Reading Online Novel

Red Man Down(4)



She walked over and stood beside the doctor, who was already hurling questions across the eight feet of space between him and the photographer. How come the scene was only just getting photographed? Greenberg wanted to know. Where were all the detectives who should be here by now? Had the photographer rolled the body yet? How much longer did the doctor have to wait? Moses Greenberg had a Type-A personality augmented by a fanatical fitness regimen. Running marathons, biking mountain trails and swimming a mile or two a day, he stayed fit and ready to cope with the next crisis, which as often as not he would create himself.

Dr Greenberg was not easy to be around. Sarah liked him anyway, because his standards for himself were even higher than for everybody else, and he had a nice, respectful way with bodies.

Buddy Norris flung back short answers without looking up, making it clear he didn’t give a crap about the doctor’s anxieties. ‘I’ll be done here in about five minutes,’ he said, ‘but then I gotta do all that junk in the pickup and a bunch more in the warehouse. Plenty of time for questions later, Doc.’

‘Good morning, Doctor,’ Sarah said, and waited through a couple of loud, well-phrased sentences describing everything that was wrong with the way this scene was being handled. His curls and high coloring grew more dramatic as he described the several catastrophic mistakes it was probably already too late to prevent.

When he paused for breath she said, ‘Yes, well, you know this is an officer-related shooting? So we’ll need detailed descriptions of the number and placement of bullet wounds.’

‘Ah. Yes, I suppose you will be quite anxious for that,’ Greenberg said, ‘considering how little blood I’m seeing. Looks like the poor sap died while he was still falling down.’ He looked at her sideways. ‘No witnesses, huh?’

‘No. Spurlock called for backup but everybody was on another call. It took a few minutes for anybody to get here.’

‘Well then,’ Greenberg said, ‘let’s hope all the entry wounds are at the front.’

Not needing any more of Greenberg’s black humor just then, Sarah walked quickly back to Spurlock and said, ‘Let’s take a hike.’

They started at the street. Standing in the driveway in front of Officer Garry’s makeshift check-in desk, Spurlock had distance from the body and better concentration. ‘Take it from the top,’ Sarah said. ‘You were on Flowing Wells when you got the call? Heading north or south?’

‘Just crossing Wetmore, headed south. Dispatch asked if there was anyone in the vicinity, said witnesses reported somebody burglarizing an abandoned warehouse on Flowing Wells. I called in, said that I was just north of there and I’d take it.’

‘So you were approaching from the north, you arrived at this address and turned in right away?’

‘No, I stopped right there at the curb’ – he pointed to a spot ten feet from his foot – ‘to eyeball it for a minute. I had a good view across the empty parking lot. I suppose that’s why he thought he could score some wire here today,’ Spurlock said, indicating the bleak, boarded-up windows and long-neglected parking spaces with their headers askew. ‘Christmas break, Saturday, the street is busy but all the action is at the malls. This is a pretty dead area normally. Today, you can see, there’s hardly anybody in the buildings on this side of the block.

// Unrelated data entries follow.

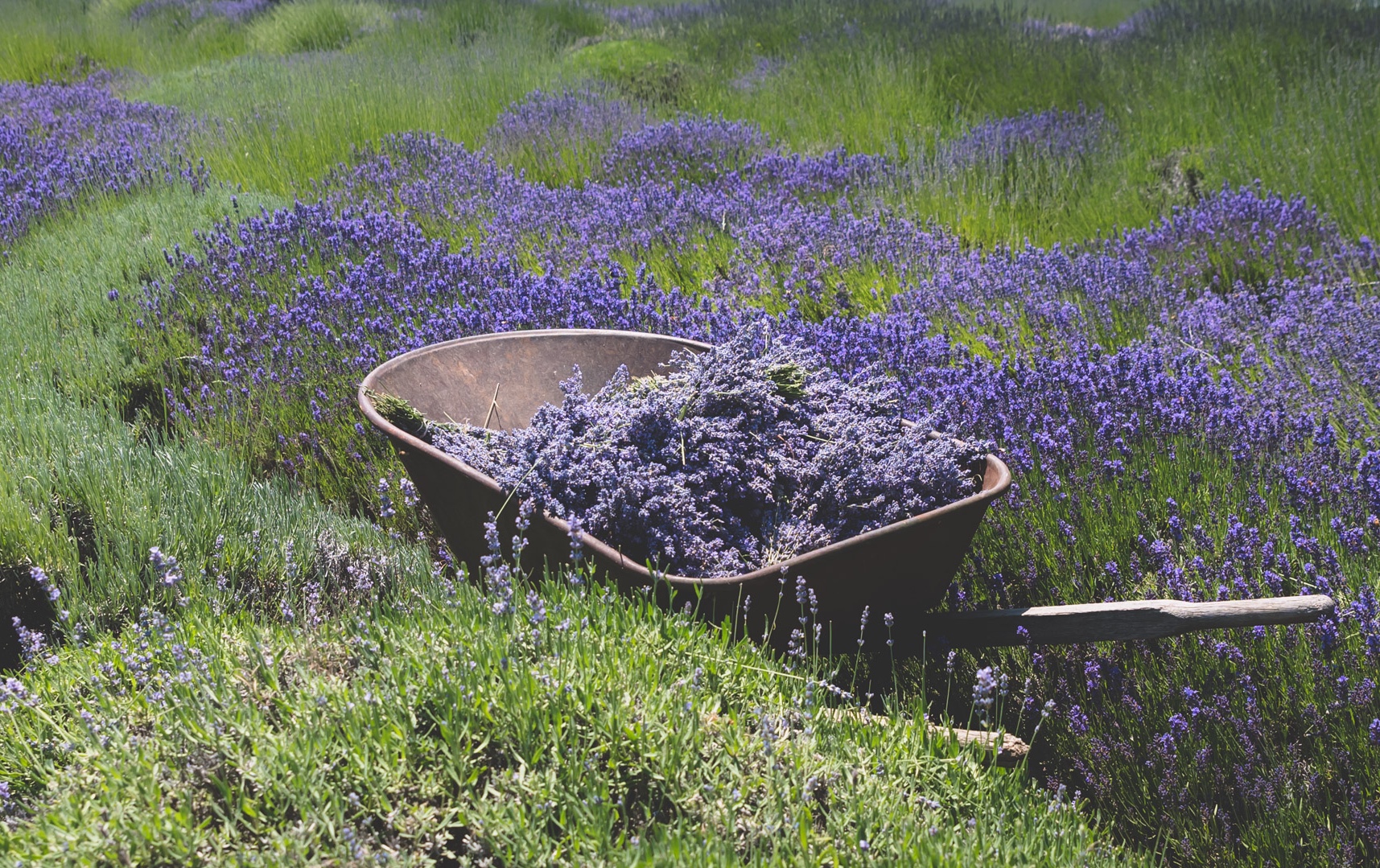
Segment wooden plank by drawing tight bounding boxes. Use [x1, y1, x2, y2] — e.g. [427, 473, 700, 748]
[816, 708, 1031, 768]
[923, 594, 1336, 648]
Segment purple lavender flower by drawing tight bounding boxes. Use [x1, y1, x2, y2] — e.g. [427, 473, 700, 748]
[434, 331, 984, 577]
[0, 75, 207, 249]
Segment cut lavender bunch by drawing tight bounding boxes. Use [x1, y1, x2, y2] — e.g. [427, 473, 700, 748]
[432, 330, 984, 577]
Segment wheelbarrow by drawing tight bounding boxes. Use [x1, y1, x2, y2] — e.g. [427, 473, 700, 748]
[359, 328, 1333, 654]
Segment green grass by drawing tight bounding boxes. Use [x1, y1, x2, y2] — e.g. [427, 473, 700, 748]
[249, 0, 392, 54]
[0, 0, 1380, 864]
[0, 571, 1143, 866]
[0, 191, 425, 645]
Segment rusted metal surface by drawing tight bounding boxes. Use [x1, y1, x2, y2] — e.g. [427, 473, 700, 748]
[359, 330, 1011, 648]
[359, 330, 1332, 656]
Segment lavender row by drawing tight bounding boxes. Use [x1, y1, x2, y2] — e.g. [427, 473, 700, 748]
[0, 77, 207, 247]
[143, 97, 1380, 864]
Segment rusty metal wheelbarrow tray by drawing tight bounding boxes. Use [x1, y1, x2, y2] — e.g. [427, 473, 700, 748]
[359, 328, 1333, 654]
[359, 330, 1011, 644]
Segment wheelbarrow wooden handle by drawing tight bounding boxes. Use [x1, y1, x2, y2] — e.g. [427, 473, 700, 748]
[926, 594, 1336, 648]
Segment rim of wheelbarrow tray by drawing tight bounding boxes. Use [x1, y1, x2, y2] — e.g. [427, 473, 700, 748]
[356, 328, 1011, 586]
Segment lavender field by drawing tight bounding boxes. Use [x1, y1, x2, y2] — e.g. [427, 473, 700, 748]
[0, 0, 1380, 866]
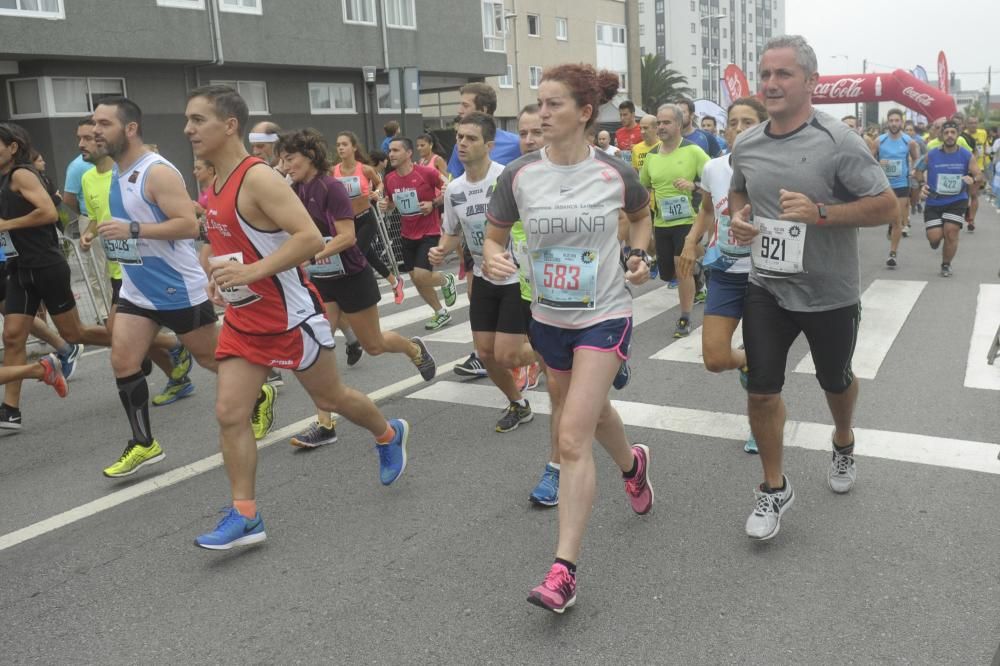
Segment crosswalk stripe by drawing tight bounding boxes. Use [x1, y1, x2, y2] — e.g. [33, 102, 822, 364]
[795, 280, 927, 379]
[965, 284, 1000, 391]
[407, 382, 1000, 474]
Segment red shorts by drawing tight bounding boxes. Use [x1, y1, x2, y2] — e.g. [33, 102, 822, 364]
[215, 314, 335, 370]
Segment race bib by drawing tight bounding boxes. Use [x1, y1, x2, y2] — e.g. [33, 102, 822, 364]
[208, 252, 261, 308]
[660, 195, 691, 222]
[934, 173, 965, 194]
[0, 231, 17, 259]
[531, 247, 598, 310]
[750, 215, 807, 275]
[306, 236, 347, 278]
[392, 190, 422, 215]
[882, 160, 903, 178]
[337, 176, 361, 199]
[103, 238, 142, 266]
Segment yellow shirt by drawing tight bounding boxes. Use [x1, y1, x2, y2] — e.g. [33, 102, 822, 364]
[80, 167, 122, 280]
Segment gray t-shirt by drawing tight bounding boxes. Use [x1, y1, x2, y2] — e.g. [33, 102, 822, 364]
[487, 148, 649, 329]
[730, 110, 889, 312]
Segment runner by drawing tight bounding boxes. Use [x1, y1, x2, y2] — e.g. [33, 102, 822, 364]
[77, 119, 194, 406]
[678, 97, 767, 453]
[923, 120, 982, 277]
[88, 97, 276, 478]
[184, 85, 410, 550]
[333, 132, 404, 305]
[484, 64, 653, 613]
[633, 104, 709, 338]
[729, 35, 898, 539]
[277, 129, 436, 448]
[0, 123, 111, 430]
[875, 109, 920, 268]
[429, 112, 537, 432]
[378, 137, 458, 331]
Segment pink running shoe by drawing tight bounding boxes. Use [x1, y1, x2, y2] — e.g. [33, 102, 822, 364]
[625, 444, 653, 516]
[392, 275, 403, 305]
[38, 354, 69, 398]
[528, 562, 576, 614]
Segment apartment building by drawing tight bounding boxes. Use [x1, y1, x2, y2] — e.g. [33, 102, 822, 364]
[638, 0, 786, 102]
[0, 0, 506, 192]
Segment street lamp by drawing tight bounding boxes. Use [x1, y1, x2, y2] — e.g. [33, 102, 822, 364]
[698, 12, 728, 103]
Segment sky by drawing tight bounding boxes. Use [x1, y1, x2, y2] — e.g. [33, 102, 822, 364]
[785, 0, 1000, 115]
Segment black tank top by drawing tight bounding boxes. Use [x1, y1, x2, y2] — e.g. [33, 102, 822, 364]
[0, 164, 66, 269]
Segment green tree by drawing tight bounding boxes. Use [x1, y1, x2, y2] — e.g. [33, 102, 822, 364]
[639, 53, 694, 113]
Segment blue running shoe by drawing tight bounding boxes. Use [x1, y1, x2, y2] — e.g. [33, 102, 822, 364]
[531, 463, 559, 506]
[375, 419, 410, 486]
[194, 507, 267, 550]
[56, 345, 83, 381]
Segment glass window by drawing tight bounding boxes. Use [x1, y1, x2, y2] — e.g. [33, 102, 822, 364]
[309, 83, 355, 114]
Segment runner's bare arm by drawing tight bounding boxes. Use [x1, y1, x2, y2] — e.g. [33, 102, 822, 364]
[0, 169, 59, 231]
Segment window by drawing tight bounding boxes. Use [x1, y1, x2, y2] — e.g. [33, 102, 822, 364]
[528, 14, 542, 37]
[210, 81, 270, 116]
[0, 0, 66, 19]
[156, 0, 205, 9]
[497, 65, 514, 88]
[528, 65, 542, 90]
[219, 0, 264, 14]
[483, 0, 507, 53]
[309, 83, 355, 114]
[385, 0, 417, 30]
[344, 0, 376, 25]
[556, 16, 569, 41]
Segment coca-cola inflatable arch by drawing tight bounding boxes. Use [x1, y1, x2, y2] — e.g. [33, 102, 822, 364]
[812, 69, 958, 120]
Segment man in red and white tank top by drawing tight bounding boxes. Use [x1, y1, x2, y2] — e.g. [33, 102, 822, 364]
[184, 85, 410, 550]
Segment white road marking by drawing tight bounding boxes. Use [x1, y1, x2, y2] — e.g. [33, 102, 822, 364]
[965, 284, 1000, 391]
[407, 382, 1000, 474]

‘The only vehicle in sight was that old Dodge pickup a few feet back from the power box. The driver’s-side door was open and the driver had the cover off the box. I didn’t have to get any closer to see what he was doing – he already had a small spool of wire started.

‘I got on the radio, told Dispatch what I was looking at and asked for backup ASAP. But then nobody came! All while I was on the radio, he had that auxiliary motor turned on and was rolling copper wire around the spool. There was one big shriek when the wire tore loose at the far end and then he just kept rolling it up, neat as can be.’

‘You were still paused on the street?’

‘I was right here in the driveway’ – he pointed to the ground by his feet – ‘pulling in. I wanted to wait for backup but I saw that wire coming out and I thought, I can’t just sit here like a doofus and watch taxpayers’ property being destroyed.’ The pulsing tic reappeared in his jaw as the stress of the decision replayed in his mind. ‘So I pulled into the lot—’

‘This way?’ She started them moving, under the tape, back toward the body. The rest of the detective crew began to arrive – all at once, it seemed. They all pulled up to the driveway, saw the tape and then backed out and pulled ahead to park at the curb. Soon there were three more Impalas lined up nose-to-tail in front of hers.